Tunisia’s main secular opposition party is claiming a big victory in the country’s historic election over the once dominant Islamists.
Partial results from the official election commission are expected to be released throughout the day Oct. 27, but the Nida Tunis (Tunis Calls) party has cited exit polls to say it has won around 80 seats, more than any other party in the 217-member parliament.
The election will produce the nation’s first five-year parliament following the country’s 2011 Arab Spring revolt.
Nida Tunis includes businessmen, trade unionists and many politicians from the deposed dictator Zine El Abidine Ben Ali’s government.

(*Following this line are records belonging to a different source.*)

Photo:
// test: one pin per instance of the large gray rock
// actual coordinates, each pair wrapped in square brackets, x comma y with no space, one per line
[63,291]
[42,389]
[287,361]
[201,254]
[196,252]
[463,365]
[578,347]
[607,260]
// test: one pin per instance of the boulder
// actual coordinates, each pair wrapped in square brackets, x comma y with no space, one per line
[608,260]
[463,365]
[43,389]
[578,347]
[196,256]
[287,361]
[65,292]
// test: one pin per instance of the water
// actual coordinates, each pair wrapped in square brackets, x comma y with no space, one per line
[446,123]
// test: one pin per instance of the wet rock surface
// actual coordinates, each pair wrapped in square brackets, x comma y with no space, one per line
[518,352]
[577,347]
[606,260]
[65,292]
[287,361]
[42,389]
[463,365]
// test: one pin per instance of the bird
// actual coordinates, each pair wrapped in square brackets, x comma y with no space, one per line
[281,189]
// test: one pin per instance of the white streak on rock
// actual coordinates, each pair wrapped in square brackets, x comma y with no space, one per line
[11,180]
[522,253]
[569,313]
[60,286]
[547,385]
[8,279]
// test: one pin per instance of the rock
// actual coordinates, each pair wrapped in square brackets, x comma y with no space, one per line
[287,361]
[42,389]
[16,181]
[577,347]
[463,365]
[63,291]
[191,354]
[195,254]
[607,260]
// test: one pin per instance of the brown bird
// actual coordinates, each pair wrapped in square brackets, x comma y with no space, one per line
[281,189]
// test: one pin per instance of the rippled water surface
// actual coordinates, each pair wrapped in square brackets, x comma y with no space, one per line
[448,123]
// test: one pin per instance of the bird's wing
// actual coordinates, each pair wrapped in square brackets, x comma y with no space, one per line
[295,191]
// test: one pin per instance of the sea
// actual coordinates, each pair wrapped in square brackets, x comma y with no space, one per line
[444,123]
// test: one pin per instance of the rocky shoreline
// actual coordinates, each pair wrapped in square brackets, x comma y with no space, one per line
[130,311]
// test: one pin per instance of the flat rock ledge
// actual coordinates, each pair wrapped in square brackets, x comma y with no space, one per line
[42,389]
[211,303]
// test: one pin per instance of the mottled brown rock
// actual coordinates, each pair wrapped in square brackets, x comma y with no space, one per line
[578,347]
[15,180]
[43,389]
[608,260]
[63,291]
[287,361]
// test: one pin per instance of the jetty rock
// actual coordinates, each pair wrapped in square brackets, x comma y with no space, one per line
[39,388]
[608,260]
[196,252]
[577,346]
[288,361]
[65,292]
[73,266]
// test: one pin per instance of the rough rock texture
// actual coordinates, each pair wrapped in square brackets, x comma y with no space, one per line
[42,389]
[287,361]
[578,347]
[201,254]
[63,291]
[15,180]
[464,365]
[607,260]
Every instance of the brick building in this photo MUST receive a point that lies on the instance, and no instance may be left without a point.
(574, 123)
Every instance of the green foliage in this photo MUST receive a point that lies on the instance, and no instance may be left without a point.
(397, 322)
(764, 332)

It focused its campaign on defeating the moderate Islamist Ennahda Party, which governed Tunisia through a turbulent period marked by economic problems and rising extremism.
“We have positive indications that Nidaa Tounes (Call of Tunisia) could be leading,” party leader Beji Caid Essebsi, an 87-year-old veteran of Tunisian politics, told reporters.
Analysts predicted no single group would win the outright parliamentary majority needed to govern alone.
Ennahda declined to offer a forecast ahead of the official results but its leader Rachid Ghannouchi put the emphasis on consensus.
“Whoever comes out top, Nidaa or Ennahda, the main thing is that Tunisia needs a government of national unity, a political consensus. This is the policy that has saved the country from what other Arab Spring countries are going through,” he told Hannibal television.